In April 2010, compensation guidance was updated to clarify that an employee share-based payment award with an exercise price denominated in the currency of a market in which a substantial portion of the entity’s equity securities trades should not be considered to contain a condition that is not a market, performance, or service condition. Therefore, an entity would not classify such an award as a liability if it otherwise qualifies as equity. The guidance is effective for fiscal years, and interim periods within those fiscal years, beginning on or after December 15, 2010. The update has no effect on the Company.

In April 2010, amended guidance was issued on the effect of a loan modification when the loan is part of a pool that is accounted for as a single asset. As a result of the amendments, modifications of loans that are accounted for within a pool do not result in the removal of those loans from the pool even if the modification of those loans would otherwise be considered a troubled debt restructuring. An entity will continue to be required to consider whether the pool of assets in which the loan is included is impaired if expected cash flows for the pool change. The amendment does not affect the accounting for loans that are not accounted for within pools. Loans accounted for individually continue to be subject to the troubled debt restructuring accounting provisions guidance. The guidance is effective for modifications of loans accounted for within pools occurring in the first interim or annual period ending on or after July 15, 2010. The amendment has no significant impact on the Company.

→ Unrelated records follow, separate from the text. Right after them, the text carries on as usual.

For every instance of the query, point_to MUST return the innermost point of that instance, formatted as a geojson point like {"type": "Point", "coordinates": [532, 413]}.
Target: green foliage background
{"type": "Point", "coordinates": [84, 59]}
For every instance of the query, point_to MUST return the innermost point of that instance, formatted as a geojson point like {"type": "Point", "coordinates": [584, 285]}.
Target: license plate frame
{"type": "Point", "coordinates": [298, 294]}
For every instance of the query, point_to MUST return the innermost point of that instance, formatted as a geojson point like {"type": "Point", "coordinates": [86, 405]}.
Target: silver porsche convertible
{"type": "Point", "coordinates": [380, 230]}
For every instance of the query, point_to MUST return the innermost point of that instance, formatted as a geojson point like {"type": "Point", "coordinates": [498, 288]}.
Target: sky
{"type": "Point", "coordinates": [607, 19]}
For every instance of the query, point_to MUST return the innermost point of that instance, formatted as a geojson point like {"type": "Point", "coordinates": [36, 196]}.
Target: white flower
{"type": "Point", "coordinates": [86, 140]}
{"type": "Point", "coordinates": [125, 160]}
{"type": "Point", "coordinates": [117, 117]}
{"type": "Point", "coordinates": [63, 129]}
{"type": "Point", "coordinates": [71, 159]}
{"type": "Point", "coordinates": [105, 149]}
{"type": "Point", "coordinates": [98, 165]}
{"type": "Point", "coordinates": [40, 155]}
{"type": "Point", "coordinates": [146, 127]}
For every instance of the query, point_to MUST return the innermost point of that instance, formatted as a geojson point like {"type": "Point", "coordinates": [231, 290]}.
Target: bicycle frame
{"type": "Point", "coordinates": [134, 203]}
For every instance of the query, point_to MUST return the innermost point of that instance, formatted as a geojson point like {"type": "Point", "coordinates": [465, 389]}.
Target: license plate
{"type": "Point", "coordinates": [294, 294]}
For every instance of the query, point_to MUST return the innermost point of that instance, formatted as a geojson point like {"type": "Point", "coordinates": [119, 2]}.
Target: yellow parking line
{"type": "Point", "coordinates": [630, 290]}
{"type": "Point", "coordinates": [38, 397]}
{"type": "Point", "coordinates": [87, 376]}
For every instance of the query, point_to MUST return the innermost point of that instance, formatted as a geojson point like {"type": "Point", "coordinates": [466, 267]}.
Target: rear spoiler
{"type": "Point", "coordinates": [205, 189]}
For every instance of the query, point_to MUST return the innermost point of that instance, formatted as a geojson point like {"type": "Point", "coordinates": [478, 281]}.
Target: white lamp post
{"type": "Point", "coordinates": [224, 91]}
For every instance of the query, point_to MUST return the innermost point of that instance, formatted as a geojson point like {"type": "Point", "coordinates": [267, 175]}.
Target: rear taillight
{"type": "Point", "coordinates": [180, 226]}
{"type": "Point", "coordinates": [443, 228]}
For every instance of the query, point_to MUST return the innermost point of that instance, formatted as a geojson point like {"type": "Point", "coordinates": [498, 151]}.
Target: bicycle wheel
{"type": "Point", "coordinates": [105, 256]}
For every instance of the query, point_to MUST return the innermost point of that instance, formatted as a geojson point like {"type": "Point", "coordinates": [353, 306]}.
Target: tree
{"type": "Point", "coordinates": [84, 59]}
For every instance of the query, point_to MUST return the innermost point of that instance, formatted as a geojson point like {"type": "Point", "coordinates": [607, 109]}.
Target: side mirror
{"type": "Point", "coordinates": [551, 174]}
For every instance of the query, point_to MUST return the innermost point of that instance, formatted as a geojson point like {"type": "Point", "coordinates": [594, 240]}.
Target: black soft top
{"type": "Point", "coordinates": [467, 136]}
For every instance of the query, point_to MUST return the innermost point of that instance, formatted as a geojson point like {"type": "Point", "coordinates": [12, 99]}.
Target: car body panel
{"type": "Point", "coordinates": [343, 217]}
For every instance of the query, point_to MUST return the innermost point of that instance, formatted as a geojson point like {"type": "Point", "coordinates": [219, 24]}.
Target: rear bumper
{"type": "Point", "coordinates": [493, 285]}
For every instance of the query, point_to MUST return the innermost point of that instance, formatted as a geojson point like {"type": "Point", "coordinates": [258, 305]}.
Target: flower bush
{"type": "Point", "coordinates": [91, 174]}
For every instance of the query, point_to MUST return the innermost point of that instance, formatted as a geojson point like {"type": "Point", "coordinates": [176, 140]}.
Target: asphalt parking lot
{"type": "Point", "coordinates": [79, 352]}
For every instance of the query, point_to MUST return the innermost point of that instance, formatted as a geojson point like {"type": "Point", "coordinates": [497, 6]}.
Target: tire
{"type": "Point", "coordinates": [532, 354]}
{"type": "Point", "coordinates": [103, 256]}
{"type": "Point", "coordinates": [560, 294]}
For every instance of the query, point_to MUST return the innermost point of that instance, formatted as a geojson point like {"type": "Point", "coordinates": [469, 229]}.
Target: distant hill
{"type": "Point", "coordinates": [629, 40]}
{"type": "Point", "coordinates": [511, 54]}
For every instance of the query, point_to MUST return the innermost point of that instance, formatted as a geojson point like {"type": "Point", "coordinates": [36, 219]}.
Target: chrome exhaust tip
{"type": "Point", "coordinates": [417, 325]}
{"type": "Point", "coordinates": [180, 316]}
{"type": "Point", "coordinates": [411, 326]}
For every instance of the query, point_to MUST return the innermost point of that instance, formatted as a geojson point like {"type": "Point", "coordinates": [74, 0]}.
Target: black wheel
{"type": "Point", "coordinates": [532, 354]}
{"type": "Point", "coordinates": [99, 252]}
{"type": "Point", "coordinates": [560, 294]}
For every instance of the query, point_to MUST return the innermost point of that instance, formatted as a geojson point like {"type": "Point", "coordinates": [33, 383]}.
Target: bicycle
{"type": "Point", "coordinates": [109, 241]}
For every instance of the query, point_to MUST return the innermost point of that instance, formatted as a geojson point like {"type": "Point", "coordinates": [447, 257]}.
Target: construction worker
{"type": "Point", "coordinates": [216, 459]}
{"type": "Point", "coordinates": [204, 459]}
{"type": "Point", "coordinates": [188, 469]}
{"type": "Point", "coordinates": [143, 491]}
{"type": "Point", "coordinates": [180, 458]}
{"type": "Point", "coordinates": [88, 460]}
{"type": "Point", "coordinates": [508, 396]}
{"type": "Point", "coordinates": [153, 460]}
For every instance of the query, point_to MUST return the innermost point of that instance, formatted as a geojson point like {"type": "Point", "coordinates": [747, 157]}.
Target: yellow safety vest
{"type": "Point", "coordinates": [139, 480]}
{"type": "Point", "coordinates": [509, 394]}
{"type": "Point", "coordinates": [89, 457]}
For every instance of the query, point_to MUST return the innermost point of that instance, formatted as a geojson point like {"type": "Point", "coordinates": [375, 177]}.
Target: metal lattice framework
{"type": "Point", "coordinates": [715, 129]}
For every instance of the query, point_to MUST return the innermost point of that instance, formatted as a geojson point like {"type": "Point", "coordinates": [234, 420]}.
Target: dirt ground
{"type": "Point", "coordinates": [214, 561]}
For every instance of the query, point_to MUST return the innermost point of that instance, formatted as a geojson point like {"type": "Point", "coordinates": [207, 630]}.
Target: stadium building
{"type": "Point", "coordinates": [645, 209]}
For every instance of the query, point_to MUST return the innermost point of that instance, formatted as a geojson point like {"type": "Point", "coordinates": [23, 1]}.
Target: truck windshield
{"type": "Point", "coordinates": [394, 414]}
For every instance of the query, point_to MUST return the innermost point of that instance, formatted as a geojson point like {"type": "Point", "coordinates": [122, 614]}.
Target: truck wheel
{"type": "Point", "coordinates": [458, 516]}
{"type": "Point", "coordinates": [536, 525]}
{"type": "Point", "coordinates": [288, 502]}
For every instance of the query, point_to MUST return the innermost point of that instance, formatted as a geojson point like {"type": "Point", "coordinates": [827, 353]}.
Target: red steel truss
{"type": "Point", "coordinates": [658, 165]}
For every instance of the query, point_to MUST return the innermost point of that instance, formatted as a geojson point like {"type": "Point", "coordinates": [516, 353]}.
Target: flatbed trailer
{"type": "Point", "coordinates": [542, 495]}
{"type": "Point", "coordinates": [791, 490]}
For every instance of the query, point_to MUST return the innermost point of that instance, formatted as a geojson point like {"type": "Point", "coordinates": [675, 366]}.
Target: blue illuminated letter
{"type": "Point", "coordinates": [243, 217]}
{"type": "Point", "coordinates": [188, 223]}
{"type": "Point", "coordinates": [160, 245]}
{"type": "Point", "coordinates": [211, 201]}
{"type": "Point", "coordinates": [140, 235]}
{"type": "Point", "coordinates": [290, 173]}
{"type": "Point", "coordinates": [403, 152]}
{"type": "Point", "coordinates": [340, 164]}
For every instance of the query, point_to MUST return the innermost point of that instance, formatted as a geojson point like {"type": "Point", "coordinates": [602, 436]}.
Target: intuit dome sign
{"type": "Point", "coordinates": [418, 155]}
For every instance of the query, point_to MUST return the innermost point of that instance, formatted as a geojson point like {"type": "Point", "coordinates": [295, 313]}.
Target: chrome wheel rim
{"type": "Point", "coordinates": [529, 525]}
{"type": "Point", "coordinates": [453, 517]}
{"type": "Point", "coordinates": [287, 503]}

Other accounting standards that have been issued or proposed by the FASB or other standards-setting bodies are not expected to have a material impact on the Company’s financial position, results of operations or cash flows.

Reclassifications

Certain reclassifications have been made to the prior years’ financial statements to place them on a comparable basis with the current year. Net income and stockholders’ equity previously reported were not affected by these reclassifications.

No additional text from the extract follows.